2016: A Year Of Decisions

 


The new year is upon us and it will be a time of decisions, not only for voters but also for elected officials. For voters, the greatest interest will be in the presidential race, followed by the gubernatorial and senatorial races.

But there also will be decisions made regarding major infrastructure projects. At the state level, voters will decide on a $2 billion bond referendum in March. Proponents of the bond, entitled Connect NC, launched their advocacy campaign this week. The bond includes money for education, safety, recreation, water and sewer infrastructure. Approximately $980 million would go to the UNC system with another $350 million designated for the state’s community colleges.

Infrastructure issues are not relegated to just the state. Decisions regarding infrastructure also need to be made locally. The Transylvania County Board of Commissioners has been looking at several alternatives regarding the county courthouse. A decision as to whether or not a new courthouse should be constructed or the current one renovated should be made this year.

But that decision should not be made in a vacuum.

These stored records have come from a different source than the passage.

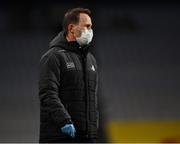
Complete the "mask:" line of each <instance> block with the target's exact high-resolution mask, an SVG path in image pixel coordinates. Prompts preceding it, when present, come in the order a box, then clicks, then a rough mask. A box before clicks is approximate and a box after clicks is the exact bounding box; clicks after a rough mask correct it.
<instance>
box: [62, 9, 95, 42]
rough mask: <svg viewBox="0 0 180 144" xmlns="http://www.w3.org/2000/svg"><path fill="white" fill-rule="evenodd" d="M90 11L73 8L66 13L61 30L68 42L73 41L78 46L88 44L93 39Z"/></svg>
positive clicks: (91, 22) (90, 11)
mask: <svg viewBox="0 0 180 144" xmlns="http://www.w3.org/2000/svg"><path fill="white" fill-rule="evenodd" d="M90 14H91V11H90V10H89V9H84V8H74V9H71V10H69V11H68V12H66V14H65V16H64V21H63V29H64V31H65V33H66V37H67V39H68V41H75V40H77V42H78V43H79V44H80V45H83V44H88V43H89V42H90V41H91V40H92V37H93V32H92V22H91V18H90Z"/></svg>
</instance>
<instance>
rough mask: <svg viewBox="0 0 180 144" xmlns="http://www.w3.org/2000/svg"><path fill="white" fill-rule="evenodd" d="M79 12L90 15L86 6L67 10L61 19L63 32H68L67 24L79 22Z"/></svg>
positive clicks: (88, 9) (89, 11)
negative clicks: (69, 9)
mask: <svg viewBox="0 0 180 144" xmlns="http://www.w3.org/2000/svg"><path fill="white" fill-rule="evenodd" d="M80 13H85V14H87V15H89V16H90V14H91V11H90V10H89V9H86V8H73V9H70V10H68V11H67V12H66V13H65V15H64V19H63V25H62V26H63V29H64V31H65V33H66V34H67V32H68V25H69V24H78V23H79V15H80Z"/></svg>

The local school board has received a study indicating that infrastructure needs in the county’s schools are approximately $118 million. Even if those numbers are inflated and some of the work can be delayed for several more years, it’s clear that millions of dollars need to be spent on capital improvements to our schools.

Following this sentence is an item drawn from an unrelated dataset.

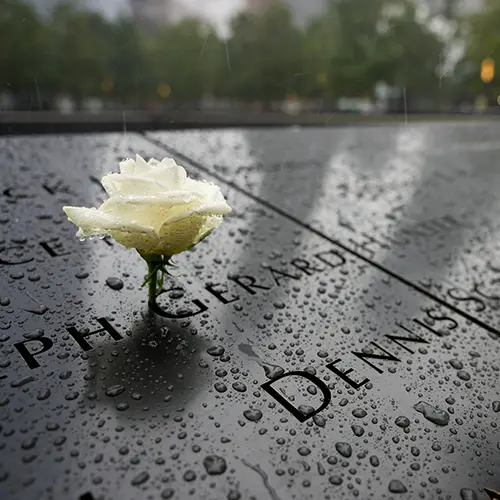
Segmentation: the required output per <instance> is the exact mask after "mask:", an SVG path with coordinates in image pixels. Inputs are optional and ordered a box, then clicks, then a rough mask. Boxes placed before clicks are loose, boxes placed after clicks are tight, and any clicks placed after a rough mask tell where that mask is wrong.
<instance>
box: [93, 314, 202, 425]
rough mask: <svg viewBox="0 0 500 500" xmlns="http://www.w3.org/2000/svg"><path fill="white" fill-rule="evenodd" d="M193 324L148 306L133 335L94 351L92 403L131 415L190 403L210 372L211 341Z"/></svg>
mask: <svg viewBox="0 0 500 500" xmlns="http://www.w3.org/2000/svg"><path fill="white" fill-rule="evenodd" d="M188 325H189V323H188V322H182V323H179V322H176V321H172V320H166V319H164V318H160V317H158V316H157V315H155V314H154V313H152V312H151V311H148V312H146V313H144V315H143V316H142V318H141V319H140V320H139V321H137V322H136V323H135V324H134V325H133V326H132V327H131V330H130V336H128V337H125V338H124V339H123V340H121V341H120V342H113V343H104V344H103V345H102V346H101V347H98V348H96V349H94V350H92V351H89V353H88V356H89V358H88V371H87V373H86V375H85V377H84V378H85V380H86V387H85V395H86V398H85V400H86V404H87V405H90V406H93V405H99V406H104V407H106V408H109V409H111V410H112V411H114V412H116V414H117V416H118V418H119V419H126V420H130V419H135V418H136V417H138V416H139V415H140V416H141V417H144V416H146V415H147V416H148V419H151V418H153V417H154V416H157V415H162V414H165V413H168V412H171V411H177V410H179V409H181V408H186V407H189V405H190V402H191V401H192V400H194V399H195V398H196V396H197V395H198V394H199V393H200V392H201V391H203V389H204V388H205V387H206V384H207V382H208V381H209V377H208V376H207V373H206V370H207V368H203V366H204V363H203V362H202V359H201V353H202V352H204V351H205V350H206V348H207V347H208V344H207V343H206V342H205V340H203V339H202V338H200V337H198V336H196V335H194V334H193V333H192V331H190V327H189V326H188ZM148 412H149V413H148Z"/></svg>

Just as a decision on the courthouse has been delayed for years, so have decisions on upgrading our schools. With each delay, however, the price increases. Now that construction work has increased and interest rates have begun to rise, the costs for such buildings is bound to increase.

One local infrastructure issue that seems to have been placed on the backburner is water. Recent rains and our abundance of water should not deceive us into believing that we will always have an abundance of this most needed natural resource. The state already has shown its proclitivity to take control of local water systems, and there is no indication that trend will be reversed. In fact, with the state population having just surpassed 10 million people, it’s more likely that booming areas such as metropolitan Charlotte, the Research Triangle and the Triad area will look elsewhere, quite possibly to these mountains, to meet their water needs.

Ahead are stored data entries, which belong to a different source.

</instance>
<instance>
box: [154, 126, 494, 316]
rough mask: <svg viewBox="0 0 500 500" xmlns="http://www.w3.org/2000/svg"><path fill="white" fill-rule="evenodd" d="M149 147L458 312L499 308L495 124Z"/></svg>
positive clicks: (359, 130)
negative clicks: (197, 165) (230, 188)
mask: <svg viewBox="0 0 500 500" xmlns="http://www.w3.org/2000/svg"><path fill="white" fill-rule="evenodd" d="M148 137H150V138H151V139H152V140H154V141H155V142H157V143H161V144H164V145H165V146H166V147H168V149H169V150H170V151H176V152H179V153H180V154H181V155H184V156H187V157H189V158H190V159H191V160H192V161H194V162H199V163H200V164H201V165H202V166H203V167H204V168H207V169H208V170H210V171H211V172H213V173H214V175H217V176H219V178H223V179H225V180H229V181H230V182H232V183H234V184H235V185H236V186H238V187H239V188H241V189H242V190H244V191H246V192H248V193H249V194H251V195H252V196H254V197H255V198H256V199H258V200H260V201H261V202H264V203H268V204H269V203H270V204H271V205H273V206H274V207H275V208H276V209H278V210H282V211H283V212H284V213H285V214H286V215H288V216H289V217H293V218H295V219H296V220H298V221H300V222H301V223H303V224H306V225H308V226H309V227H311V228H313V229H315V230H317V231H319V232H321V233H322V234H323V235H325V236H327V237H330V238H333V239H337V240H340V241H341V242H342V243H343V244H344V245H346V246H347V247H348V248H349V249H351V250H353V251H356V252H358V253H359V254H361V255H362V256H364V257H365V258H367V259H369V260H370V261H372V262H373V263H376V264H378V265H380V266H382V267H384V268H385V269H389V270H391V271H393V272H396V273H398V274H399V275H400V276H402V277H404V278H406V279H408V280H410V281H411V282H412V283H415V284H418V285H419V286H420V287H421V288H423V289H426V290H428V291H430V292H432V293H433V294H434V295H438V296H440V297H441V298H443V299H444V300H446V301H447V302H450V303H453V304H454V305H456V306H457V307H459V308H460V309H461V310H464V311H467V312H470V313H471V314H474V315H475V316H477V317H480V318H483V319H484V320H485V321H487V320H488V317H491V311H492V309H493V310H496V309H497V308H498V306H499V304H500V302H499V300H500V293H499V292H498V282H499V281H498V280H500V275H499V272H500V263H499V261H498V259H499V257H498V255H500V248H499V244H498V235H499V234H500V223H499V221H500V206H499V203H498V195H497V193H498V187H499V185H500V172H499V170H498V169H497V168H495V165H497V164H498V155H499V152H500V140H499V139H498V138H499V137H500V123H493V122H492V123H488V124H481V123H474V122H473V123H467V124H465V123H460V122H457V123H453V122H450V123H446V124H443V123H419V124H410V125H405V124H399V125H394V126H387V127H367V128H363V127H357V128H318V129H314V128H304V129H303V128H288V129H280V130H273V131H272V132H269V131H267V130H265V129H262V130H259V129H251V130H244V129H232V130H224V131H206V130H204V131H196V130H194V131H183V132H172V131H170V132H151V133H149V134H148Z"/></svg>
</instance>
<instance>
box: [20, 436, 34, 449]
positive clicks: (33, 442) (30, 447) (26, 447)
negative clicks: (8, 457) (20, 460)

In November of 2014 a water conference to discuss laws, regulations, needs, availability, etc. was held at Brevard College. Since that time, however, there appears to have been little movement on an overall plan for water and wastewater systems within the county. Discussions need to be held and decisions need to be made as to whether or not there will be a county water authority or our two local municipalities will operate separately and county property owners will be left to their own devices.

Infrastructure decisions are not nearly as exciting or fascinating as voting for candidates, but they have a tremendous impact on our lives. Residents should learn as much as we can about infrastructure needs, costs and means of payment so that we and our elected officials make the decisions that are in our best interests.